The expression of OsSIPP2C1 was not detected in most of tissues but regulated by panicle development in rice under normal growth condition. There are few reports connecting the role of PP2Cs with plant development [33]. With development of rice panicles, OsSIPP2C1 expression gradually increased, suggesting that OsSIPP2C1 might play an essential role in the early panicle development. During the early stage of panicle development, OsSIPP2C1 accumulates and may negatively regulate ABA signaling. Thereafter, expression of OsSIPP2C1 decreases at the late stage of panicle development to insure ABA functioning in the promotion of panicle maturing. However, this hypothesis needs further functional validation using OsSIPP2C1 knock-out mutant. The MADS-box transcription factors are very important in reproductive development in plants. For example, PANICLE PHYTOMER2, encoding a SEPALLATA subfamily MADS-box protein, positively determines the spikelet meristem identity in rice [34]. A MADS-box protein binding site in the promoter region of OsSIPP2C1 suggests that OsSIPP2C1 may participate in the early panicle development under the regulation of MADS-box transcription factors.
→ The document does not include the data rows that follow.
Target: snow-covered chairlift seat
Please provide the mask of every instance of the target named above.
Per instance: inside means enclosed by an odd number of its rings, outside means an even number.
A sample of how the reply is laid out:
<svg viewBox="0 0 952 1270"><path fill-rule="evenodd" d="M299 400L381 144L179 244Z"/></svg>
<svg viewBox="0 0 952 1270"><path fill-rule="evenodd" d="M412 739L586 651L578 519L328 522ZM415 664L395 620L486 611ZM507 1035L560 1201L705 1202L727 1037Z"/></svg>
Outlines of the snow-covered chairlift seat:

Although the role of OsSIPP2C1 in panicle development is not understood yet, it provides an interesting clue for further study of the functions of PP2Cs in reproductive development in plants.

In summary, OsSIPP2C1 is a nuclear PP2C protein involved in abiotic stress and early panicle development. Moreover, OsSIPP2C1 was negatively regulated by ABL1. Our data provide the new clues in the understanding of the functions of PP2Cs in stress responses and reproductive development in plants.